O senhor escreveu um trabalho propondo que o Brasil se afaste das negociações do Acordo de Livre Comércio das Américas, a Alca. Lula vai se encontrar com George Bush, e sabemos que o presidente americano pretende empurrar a zona de livre comércio goela abaixo dos governantes do continente. Como se pode saltar dessa negociação?
-Com habilidade e paciência. Hoje, os maiores produtores de argumentos contra a Alca são os americanos. Durante o governo do presidente Bush, tanto ele como o Congresso dos Estados Unidos tomaram atitudes que tornam a Alca cada vez mais desigual e, portanto, mais difícil de ser aceita pelos países que pagarão o preço da desigualdade. Não se trata só de negociar uma zona de livre comércio com uma economia muito mais forte que a nossa. Trata-se de fazer isso com um país que pratica sistematicamente um protecionismo seletivo. O essencial é percebermos que a negociação proposta pelos Estados Unidos não atende aos nossos interesses. Ela implica na abdicação, pelo Brasil, de um projeto de desenvolvimento.
-O chefe dos negociadores americanos, Robert Zoellick, disse que se o Brasil não entrar para a Alca, terá que vender seus produtos na Antártida, por falta de freguesia.
-Piada. Em primeiro lugar, é duvidoso que venha a haver uma Alca se o Brasil resolver ficar de fora. Em segundo lugar, entre o projeto americano e a Antártida há o mundo. O Brasil pode negociar acordos de livre comércio com outros países latino-americanos. É isso que fazem os Estados Unidos. A pérola de Zoellick se deu num contexto internacional muito diferente do que temos hoje. O desfecho da crise venezuelana não foi o que os americanos previam. O presidente argentino é Néstor Kirchner, e não Carlos Menem. Mesmo pelo lado brasileiro, há novidades. Hoje a China é nosso segundo parceiro comercial. Estamos avançando em negociações com a Rússia, a Índia, a China e a África do Sul. Nosso comércio com os Estados Unidos pode crescer, mesmo sem a Alca.
-O senhor não teme que a plutocracia brasileira pressione o governo a ceder aos americanos?

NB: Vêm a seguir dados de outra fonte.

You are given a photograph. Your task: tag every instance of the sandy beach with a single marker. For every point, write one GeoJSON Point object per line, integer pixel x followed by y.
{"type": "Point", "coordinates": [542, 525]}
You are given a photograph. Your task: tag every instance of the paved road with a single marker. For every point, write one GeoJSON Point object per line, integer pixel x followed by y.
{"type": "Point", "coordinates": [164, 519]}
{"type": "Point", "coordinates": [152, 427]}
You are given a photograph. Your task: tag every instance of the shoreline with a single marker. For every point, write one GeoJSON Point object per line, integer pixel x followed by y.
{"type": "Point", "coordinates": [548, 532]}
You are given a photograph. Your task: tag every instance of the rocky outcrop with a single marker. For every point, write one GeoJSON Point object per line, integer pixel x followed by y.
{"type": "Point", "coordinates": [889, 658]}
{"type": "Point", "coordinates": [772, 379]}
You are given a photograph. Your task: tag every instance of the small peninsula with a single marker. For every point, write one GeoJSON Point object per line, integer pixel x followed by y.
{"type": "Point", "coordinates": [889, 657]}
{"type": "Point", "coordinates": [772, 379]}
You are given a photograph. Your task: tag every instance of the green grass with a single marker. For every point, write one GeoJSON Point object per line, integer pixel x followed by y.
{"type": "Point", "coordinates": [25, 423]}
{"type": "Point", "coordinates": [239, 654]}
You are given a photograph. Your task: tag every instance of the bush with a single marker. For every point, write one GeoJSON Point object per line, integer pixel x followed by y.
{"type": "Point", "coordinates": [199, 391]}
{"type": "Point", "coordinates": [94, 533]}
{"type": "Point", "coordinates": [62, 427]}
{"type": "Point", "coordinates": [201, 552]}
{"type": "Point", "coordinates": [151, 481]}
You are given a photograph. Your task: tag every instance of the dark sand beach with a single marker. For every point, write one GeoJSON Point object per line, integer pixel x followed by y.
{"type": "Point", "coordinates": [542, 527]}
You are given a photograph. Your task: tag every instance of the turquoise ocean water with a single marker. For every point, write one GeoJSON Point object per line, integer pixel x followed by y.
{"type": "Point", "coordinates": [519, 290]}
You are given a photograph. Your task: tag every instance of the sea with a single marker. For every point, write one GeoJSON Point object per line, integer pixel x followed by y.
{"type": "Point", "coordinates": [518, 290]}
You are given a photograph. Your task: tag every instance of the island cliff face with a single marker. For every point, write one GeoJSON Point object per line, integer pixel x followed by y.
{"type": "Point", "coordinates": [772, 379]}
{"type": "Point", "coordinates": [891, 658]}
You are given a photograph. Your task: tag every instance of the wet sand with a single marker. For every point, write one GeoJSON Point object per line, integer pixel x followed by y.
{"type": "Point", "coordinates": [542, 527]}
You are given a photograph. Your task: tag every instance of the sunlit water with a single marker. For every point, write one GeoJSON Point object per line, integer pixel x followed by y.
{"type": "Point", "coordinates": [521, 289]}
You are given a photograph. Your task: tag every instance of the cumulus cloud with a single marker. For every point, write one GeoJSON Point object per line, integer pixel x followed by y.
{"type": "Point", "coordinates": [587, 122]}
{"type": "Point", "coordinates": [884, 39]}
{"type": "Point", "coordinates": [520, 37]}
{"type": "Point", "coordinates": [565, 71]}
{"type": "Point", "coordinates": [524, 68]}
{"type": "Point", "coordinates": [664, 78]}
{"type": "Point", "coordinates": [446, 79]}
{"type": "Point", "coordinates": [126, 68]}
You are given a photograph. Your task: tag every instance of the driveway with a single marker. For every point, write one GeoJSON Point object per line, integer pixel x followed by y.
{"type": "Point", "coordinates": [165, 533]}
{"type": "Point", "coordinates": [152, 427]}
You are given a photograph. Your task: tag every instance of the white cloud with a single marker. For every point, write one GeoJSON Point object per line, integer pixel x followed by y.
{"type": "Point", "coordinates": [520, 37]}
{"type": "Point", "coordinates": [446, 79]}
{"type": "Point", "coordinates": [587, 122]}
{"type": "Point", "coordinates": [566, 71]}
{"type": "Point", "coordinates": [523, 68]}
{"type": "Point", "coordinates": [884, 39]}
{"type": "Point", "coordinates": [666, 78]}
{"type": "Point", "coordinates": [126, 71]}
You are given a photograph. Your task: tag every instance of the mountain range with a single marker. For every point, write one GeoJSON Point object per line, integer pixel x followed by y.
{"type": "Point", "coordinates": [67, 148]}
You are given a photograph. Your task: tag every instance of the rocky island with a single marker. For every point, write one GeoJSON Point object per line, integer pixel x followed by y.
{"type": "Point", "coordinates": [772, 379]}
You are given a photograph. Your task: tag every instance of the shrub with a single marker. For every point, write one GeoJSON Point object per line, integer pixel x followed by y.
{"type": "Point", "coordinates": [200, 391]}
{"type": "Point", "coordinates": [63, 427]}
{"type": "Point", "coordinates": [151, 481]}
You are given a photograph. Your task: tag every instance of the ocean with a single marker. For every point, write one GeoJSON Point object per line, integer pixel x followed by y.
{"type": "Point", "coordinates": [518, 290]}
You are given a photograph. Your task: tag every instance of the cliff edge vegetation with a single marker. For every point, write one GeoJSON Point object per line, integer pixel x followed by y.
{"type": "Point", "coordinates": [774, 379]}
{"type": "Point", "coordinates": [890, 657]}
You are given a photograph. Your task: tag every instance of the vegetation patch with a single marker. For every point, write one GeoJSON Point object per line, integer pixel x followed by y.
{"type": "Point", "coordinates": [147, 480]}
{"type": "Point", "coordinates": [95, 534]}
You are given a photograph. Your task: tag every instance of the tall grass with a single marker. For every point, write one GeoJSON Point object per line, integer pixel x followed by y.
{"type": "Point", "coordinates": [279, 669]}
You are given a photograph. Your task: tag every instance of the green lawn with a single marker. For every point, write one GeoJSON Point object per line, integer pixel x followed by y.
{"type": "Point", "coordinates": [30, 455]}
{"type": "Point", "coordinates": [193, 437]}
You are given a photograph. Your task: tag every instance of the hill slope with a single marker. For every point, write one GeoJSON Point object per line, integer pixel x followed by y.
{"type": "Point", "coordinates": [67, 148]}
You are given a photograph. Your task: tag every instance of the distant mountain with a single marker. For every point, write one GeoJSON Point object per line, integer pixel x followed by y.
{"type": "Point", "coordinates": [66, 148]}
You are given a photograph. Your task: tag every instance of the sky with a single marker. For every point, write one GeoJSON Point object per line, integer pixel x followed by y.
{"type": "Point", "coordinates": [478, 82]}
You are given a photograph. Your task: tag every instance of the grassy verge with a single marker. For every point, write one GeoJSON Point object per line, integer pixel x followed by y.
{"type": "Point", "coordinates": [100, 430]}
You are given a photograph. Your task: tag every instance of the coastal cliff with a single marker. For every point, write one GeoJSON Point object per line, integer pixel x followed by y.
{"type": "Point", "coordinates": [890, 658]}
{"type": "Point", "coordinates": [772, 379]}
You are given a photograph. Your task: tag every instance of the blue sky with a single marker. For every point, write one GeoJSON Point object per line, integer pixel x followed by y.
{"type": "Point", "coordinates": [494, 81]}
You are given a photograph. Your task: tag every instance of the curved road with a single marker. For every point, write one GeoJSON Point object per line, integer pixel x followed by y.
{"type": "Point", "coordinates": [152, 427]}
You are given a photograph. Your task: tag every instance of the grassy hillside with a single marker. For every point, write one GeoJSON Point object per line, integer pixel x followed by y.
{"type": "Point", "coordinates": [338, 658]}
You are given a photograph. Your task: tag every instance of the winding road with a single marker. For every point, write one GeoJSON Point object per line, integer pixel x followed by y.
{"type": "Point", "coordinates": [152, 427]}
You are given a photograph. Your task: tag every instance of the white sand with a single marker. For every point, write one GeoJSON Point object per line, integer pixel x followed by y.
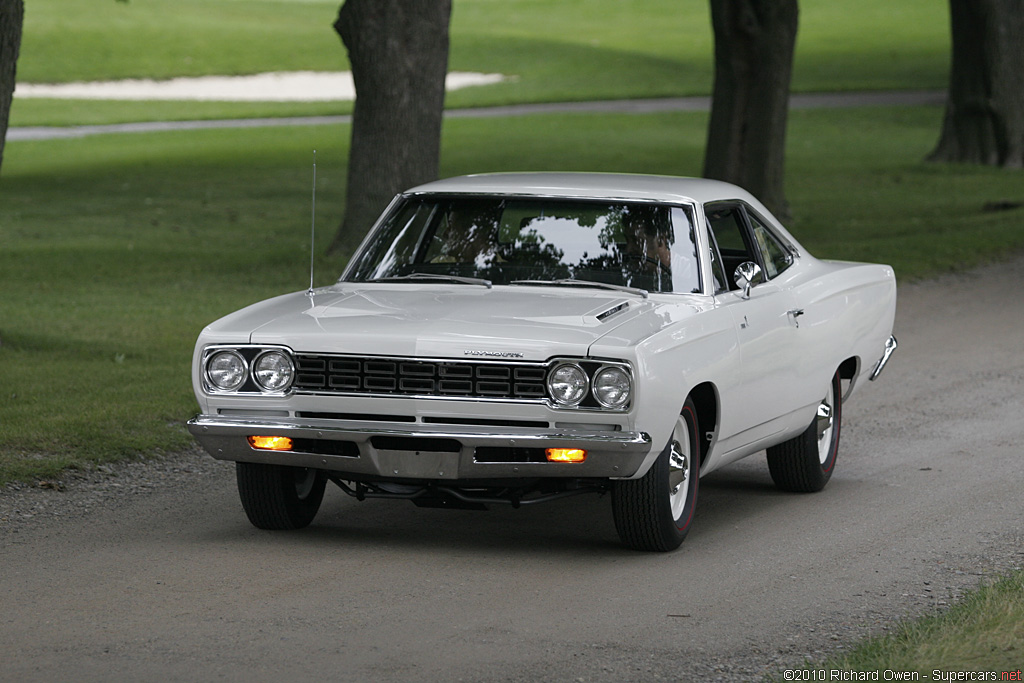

-Há no Brasil muitos interesses internos atraídos pela proposta da Alca. A idéia de algo que parece ser uma vinculação privilegiada com os EUA pode ser atraente para pessoas ou empresas. Tenho motivos para não temer que isso se torne um fator preponderante. Antes de tudo, o presidente Bush tem tornado muito fácil a vida dos críticos da Alca, como eu. Hoje, está difícil para um brasileiro defender o acordo, inclusive porque a posição americana muda sempre para pior. Na eleição americana de 2002 Bush tirou todo o proveito político possível do protecionismo seletivo. Os subsídios agrícolas deram boa parte dos votos da vitória republicana no Congresso. Eu acredito que em 2004, quando o presidente Bush disputará a reeleição, essa tendência se agravará. Até hoje os Estados Unidos foram incapazes de fazer uma oferta razoável aos brasileiros. Não digo para pessoas que pensam como eu, mas para pessoas que desejam pensar como se fossem americanos. O governo Bush tornou difícil a vida de seus aliados.